A LION was eating up one after another the animals of a certain country. One day an old goat said, "We must put a stop to [104] this. I have a plan by which he may be sent away from this part of the country."

"Pray act up to it at once," said the other animals.

The old goat laid himself down in a cave on the roadside, with his flowing beard and long curved horns. The lion on his way to the village saw him, and stopped at the mouth of the cave.

"So you have come, after all," said the goat.

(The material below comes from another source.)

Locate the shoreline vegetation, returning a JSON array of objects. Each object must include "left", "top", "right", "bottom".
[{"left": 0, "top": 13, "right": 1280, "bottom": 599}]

"What do you mean?" said the lion.

"Why, I have long been lying in this cave. I have eaten up one hundred elephants, a hundred tigers, a thousand wolves, and ninety-nine lions. One more lion has been wanting. I have waited long and patiently. Heaven has, after all, been kind to me," said the goat, and shook his horns and his beard, and made a start as if he were about to spring upon the lion.

The latter said to himself, "This animal looks like a goat, but it does not talk like one. So it is very likely some wicked [106] spirit in this shape. Prudence often serves us better than valour, so for the present I shall return to the wood," and he turned back.

The goat rose up, and, advancing to the mouth of the cave, said, "Will you come back to-morrow?"

"Never again," said the lion.

"Do you think I shall be able to see you, at least, in the wood to-morrow?"



"Neither in the wood, nor in this neighbourhood any more," said the lion, and running to the forest, soon left it with his kindred.

The animals in the country, not hearing him roar any more, gathered round the goat, and said, "The wisdom of one doth save a host."